Opinion
No. 76-1772.
February 7, 1978.
Appeal from the Circuit Court, Dade County, Gene Williams, J.
Bennett H. Brummer, Public Defender and Paul Morris, Asst. Public Defender and Thomas Wills, Sp. Asst. Public Defender, for appellant.
Robert L. Shevin, Atty. Gen. and Joel D. Rosenblatt, Asst. Atty. Gen. and Lonworth Butler, Legal Intern, for appellee.
Before PEARSON, HENDRY and NATHAN, JJ.
Appellant was charged with and convicted of burglary, in violation of Section 810.02, Florida Statutes (1975). He appeals his conviction and sentence.

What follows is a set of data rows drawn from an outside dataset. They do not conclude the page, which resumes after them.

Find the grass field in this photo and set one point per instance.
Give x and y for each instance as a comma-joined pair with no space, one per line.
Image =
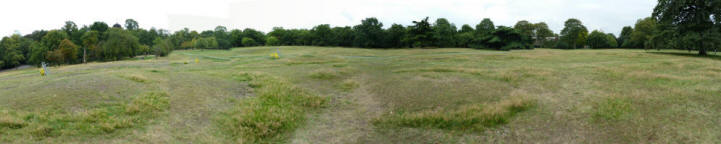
348,95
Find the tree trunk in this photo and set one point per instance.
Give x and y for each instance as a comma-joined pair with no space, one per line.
84,55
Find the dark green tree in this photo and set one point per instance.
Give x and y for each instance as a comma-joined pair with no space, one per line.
692,19
598,39
321,35
574,33
131,24
396,34
444,33
369,34
642,32
624,40
420,34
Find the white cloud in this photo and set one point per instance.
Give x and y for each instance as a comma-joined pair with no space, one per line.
28,15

The evidence showed that appellant was seen as he climbed over a six-foot wall into the enclosed parking area which surrounds the business structure in which Courtesy Ford, Inc. conducts its operations. Upon arrival, police found appellant hiding under a van in the parking area. There was no evidence of actual entry into the building itself.
The primary point for our consideration is whether the trial court erred in denying appellant's motion for judgment of acquittal in light of Sections 810.02 and 810.011(1), Florida Statutes (1975). More specifically, appellant contends that the term "curtilage" has meaningful applications when associated only with a dwelling and can not be applied sub judice, where the information charged and the evidence showed only that appellant had unlawfully entered the parking area of a commercial establishment with the intent to commit an offense therein.
In light of the clear language of Sections 810.02 and 810.011, Florida Statutes (1975), we must reject appellant's contention. Section 810.02 provides:
"(1) `Burglary' means entering or remaining in a structure or a conveyance with the intent to commit an offense therein, unless the premises are at the time open to the public or the defendant is licensed or invited to enter or remain." [Emphasis added.]
Pursuant to Section 810.011, "structure" is defined as:
" any building of any kind, either temporary or permanent, which has a roof over it, together with the curtilage thereof." [Emphasis added.]
Accordingly, the unlawful entry of appellant into the parking lot (curtilage) surrounding the business structure with intent to commit an offense (larceny) was a burglary, notwithstanding the fact that appellant did not enter the structure and the curtilage was of a business property and not a dwelling.
The other point raised by appellant is addressed to an alleged "fatal variance" between the charge stated in the information and the proof adduced at trial. After considering this point, we find it to be without merit. Fitzgerald v. State, 227 So.2d 45 (Fla. 3d DCA 1969).
Therefore, the judgment and sentence are affirmed.
Affirmed.
The opinion of the majority appears to me to be a noble attempt to remedy a faulty statute. While I cannot quarrel with the public policy involved or the wholesome effect of the holding, I must, in intellectual honesty, point out that there is no way that the legal term "curtilage" can be interpreted to mean an industrial plant surrounded by a wall. See Powelson v. Lake Placid Co., 281 App. Div. 1054, 121 N.Y.S.2d 139 (1953); and Turknett v. State, 254 P. 985 (Okla. Cr. 1927).
"In its most comprehensive and proper legal signification, it [curtilage] includes all that space of ground and buildings thereon which is usually inclosed within the general fence immediately surrounding a principal messuage [dwelling house] and outbuildings, and yard closely adjoining to a dwelling-house, but it may be large enough for cattle to be levant and couchant therein. 1 Chit. Gen.Pr. 175." Black's Law Dictionary (4th Ed. 1957).
"A small court, yard, garth, or piece of ground attached to a dwelling-house, and forming one enclosure with it, or so regarded by the law; the area attached to and containing a dwelling-house and its out-buildings. Now mostly a legal or formal term, but in popular use in the south-west, where it is pronounced, and often written, courtledge." Oxford English Dictionary, vol. II (1933).